Рейтинговые книги
Читем онлайн Солнце и кошка - Юрий Герт

Шрифт:

-
+

Интервал:

-
+

Закладка:

Сделать
1 2 3 4 5 6 7 8 9 10 ... 47

Все это были дети кантонистов, николаевских солдат. Отслужив четверть века, по законам Российской империи отцы их получали право селиться за чертой оседлости. Они не возвращались в забытые местечки. Их сыновья и дочери, уроженцы Астрахани, не знали характерной распевной и взрывчатой речи западных окраин, они обычно говорили по-русски твердо, без акцента, с волжской растяжкой на последнем слоге. Астрахань была многонациональна. Здесь все перемешивалось — привычки, слова, обычаи. Воскресным утром в любом доме варили душистый калмыцкий чай, по всем правилам заправляя его молоком и щепоткой соли. Плетенные из чакана легкие кошелки, с которыми хозяйки отправлялись на базар, назывались по-татарски «зембиль». На семейных праздниках под гармонь пели о ямщике, замерзающем в степи, о диком и гордом Утесе, о Стеньке Разине и красавице княжне.
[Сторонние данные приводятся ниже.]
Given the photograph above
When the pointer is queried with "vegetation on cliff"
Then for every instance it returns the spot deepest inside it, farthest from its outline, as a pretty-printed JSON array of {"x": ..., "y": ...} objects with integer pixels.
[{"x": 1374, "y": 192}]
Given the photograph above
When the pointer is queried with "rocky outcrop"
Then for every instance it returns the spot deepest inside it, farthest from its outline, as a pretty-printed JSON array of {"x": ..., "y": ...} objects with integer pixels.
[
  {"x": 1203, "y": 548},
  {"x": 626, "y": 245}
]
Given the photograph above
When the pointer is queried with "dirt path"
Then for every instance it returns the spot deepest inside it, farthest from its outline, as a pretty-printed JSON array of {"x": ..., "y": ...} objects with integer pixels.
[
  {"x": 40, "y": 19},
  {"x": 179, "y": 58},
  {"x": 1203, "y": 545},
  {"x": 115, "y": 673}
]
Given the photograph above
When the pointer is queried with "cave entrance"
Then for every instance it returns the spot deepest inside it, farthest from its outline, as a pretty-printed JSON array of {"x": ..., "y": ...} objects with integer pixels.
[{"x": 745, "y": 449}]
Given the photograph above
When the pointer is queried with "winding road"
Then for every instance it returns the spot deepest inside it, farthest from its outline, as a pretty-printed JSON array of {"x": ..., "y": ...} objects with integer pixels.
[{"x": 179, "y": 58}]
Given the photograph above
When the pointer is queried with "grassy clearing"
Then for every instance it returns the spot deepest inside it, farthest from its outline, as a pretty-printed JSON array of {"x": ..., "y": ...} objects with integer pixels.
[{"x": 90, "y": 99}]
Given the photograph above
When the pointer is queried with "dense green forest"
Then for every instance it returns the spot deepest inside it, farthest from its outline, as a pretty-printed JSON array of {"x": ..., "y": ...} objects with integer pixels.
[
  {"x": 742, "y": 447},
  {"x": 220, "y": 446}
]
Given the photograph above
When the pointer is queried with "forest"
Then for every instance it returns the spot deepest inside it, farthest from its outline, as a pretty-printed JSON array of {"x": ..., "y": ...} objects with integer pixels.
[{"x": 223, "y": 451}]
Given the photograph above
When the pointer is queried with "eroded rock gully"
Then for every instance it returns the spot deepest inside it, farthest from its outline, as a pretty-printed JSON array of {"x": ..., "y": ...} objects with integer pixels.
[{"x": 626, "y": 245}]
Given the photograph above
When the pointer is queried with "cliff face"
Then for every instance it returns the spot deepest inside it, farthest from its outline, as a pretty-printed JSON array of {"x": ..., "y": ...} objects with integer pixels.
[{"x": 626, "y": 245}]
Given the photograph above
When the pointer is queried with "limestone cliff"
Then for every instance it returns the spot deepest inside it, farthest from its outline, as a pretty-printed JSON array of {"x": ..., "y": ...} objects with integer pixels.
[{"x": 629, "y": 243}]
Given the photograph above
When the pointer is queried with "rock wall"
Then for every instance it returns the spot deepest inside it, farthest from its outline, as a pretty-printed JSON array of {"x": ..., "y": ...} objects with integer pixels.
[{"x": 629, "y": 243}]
Все эти песни я услышал впервые от бабушки. Мы жили у Армянского моста. Канал, через который он был переброшен, строил грек Варваций. Русские, калмыки, татары, евреи, персы—все толковали о рыбе, путинах, жили Волгой и морем. Но, помимо всего этого, у каждого были еще свой язык, своя вера, своя, наследственная горечь жизни.
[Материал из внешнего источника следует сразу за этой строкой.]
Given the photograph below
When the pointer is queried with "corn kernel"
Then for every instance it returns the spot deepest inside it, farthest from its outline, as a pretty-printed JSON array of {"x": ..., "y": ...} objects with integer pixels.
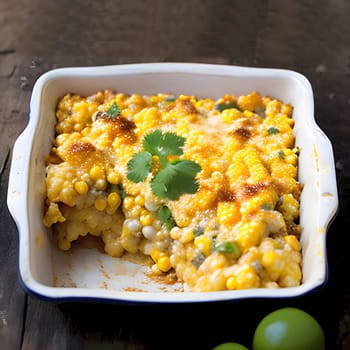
[
  {"x": 113, "y": 200},
  {"x": 96, "y": 172},
  {"x": 113, "y": 178},
  {"x": 146, "y": 218},
  {"x": 100, "y": 204},
  {"x": 231, "y": 283},
  {"x": 163, "y": 263},
  {"x": 293, "y": 242},
  {"x": 140, "y": 200},
  {"x": 128, "y": 202},
  {"x": 81, "y": 187}
]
Старики, деликатно разгоняющие над столом ядовитый махорочный чад, из почтения к своим домовитым женам не прочь были отведать ароматной наливки, но явно предпочитали ей рюмку-другую «чистой»; тайком от чужих глаз они ели свиное сало, нарезая его аппетитными маленькими кубиками. Но по пятницам, стесняясь меня, дед по привычке уходил в синагогу и накрывал голову и плечи полосатым талесом, который получил в тринадцать лет и в который должны были его завернуть, опуская в могилу. То же делали остальные. Все они были малограмотны, у всех были слабые, подгнившие от чахотки легкие, у всех рождалось в прошлом много детей и выживало меньше половины. Когда по городу начинали ползти слухи о намечающемся погроме, они увозили семьи к себе на промыслы. Там не было полицейских и жандармов, охраняющих порядок, и там было спокойней...
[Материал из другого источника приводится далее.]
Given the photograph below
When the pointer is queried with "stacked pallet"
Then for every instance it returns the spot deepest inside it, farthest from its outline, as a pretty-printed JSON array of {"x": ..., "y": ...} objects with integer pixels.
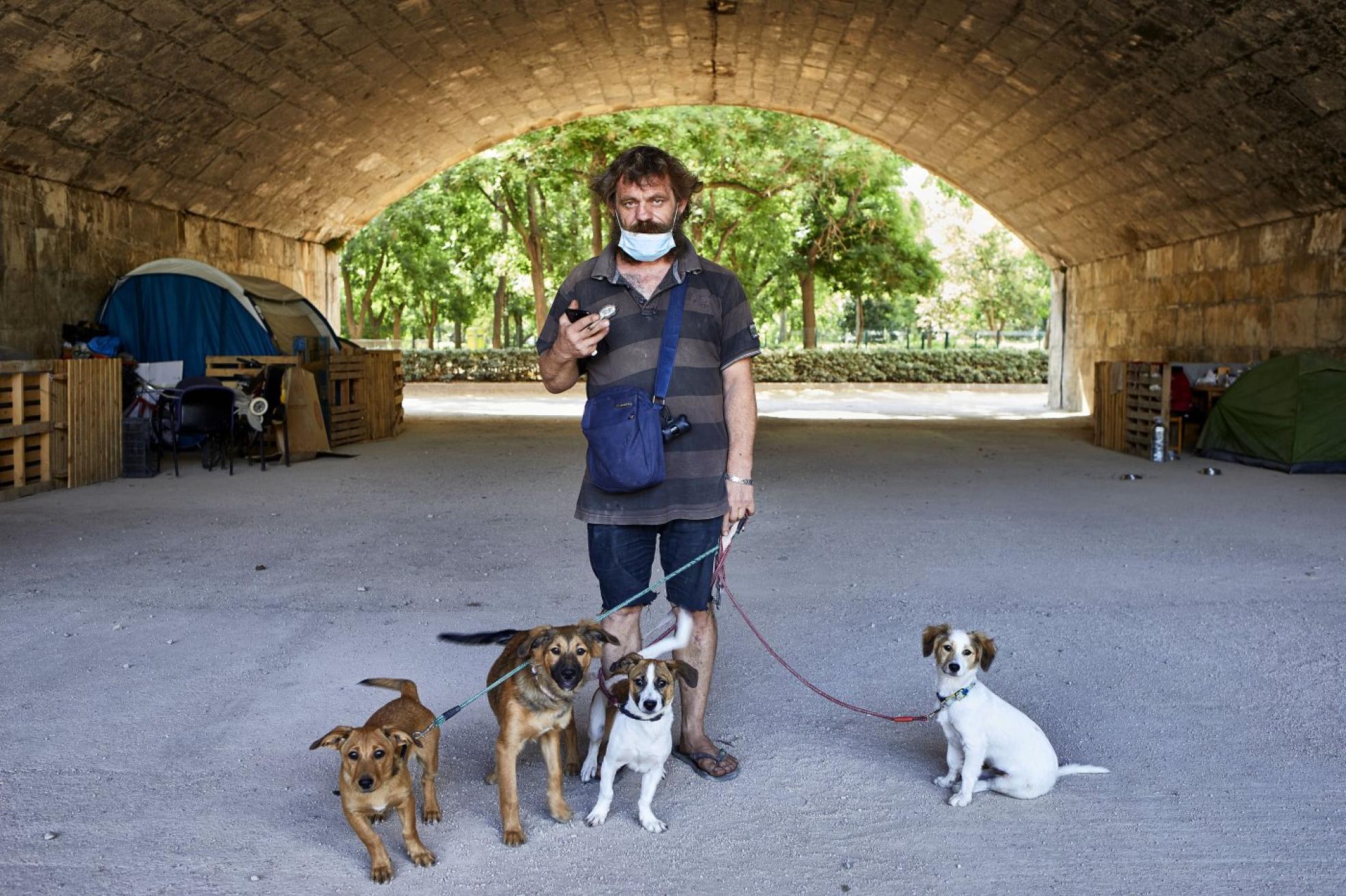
[
  {"x": 1130, "y": 396},
  {"x": 385, "y": 378},
  {"x": 93, "y": 409},
  {"x": 346, "y": 397},
  {"x": 1147, "y": 401},
  {"x": 1109, "y": 408},
  {"x": 60, "y": 424},
  {"x": 31, "y": 427}
]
Сидя за столом, уставленным вазочками с вареньем, за уютно мурлычущим самоваром, старики, переходя с русского на еврейский, вспоминали о своей молодости и кондитерской Шарляу. Глаза их наполнялись мечтательной нежностью даже когда они спорили: сорок или пятьдесят?.. Дюжина или полдюжины?.. Но тут вмешивалась бабушка. Она отодвигала свою чашку, она проводила по скатерти рукой, сметая крошки, будто расчищая поле боя. Лицо ее вспыхивало, звучный голос волной накрывал мужские голоса — это бывала уже не та бабушка, которая за минуту перед тем со знанием дела рассуждала о лимонной корочке и крыжовенном варенье.

— Старые люди,— говорила она в сердцах,— но вас же стыдно слушать! Скажите на милость, кондитерская Шарляу! Да вы-то сами — много вы там съели этих пирожных? Можно подумать, Сема, что ты там прямо дневал и ночевал, у Шарляу, а между тем, я этого как-то не припоминаю! Зато я помню, как ты работал мальчиком у сапожника, и за тебя еще платили рубль в месяц, а это считалось — деньги! А вы, Давид? Про какие пирожные вы вспоминаете? Ваш Наумчик хотел стать командиром — и, пожалуйста, он офицер и даже служит на границе, дай бог ему здоровья! А кем хотели стать вы? Офицером? Или, может быть, генерал-губернатором?.. Вы одного хотели: чтобы ваши дети были сыты и одеты, обуты, и ради этого вы жили! Темные, глупые люди, темнота сидела внутри нас. Жили, как слепые, в потемках. Мужчины — те, по крайней мере, ходили в хедер, умели читать и писать. А мы, женщины? Рожали детей, пекли пироги, стирали, мыли, гладили — и что еще?.. Да ведь, главное, и сами ничего другого не хотели. Сколько бедной Мусе пришлось вынести от своих же близких: как, она хочет учиться на курсах? Она думает прожить свою жизнь не так, как мы?.. А мой брат Боря?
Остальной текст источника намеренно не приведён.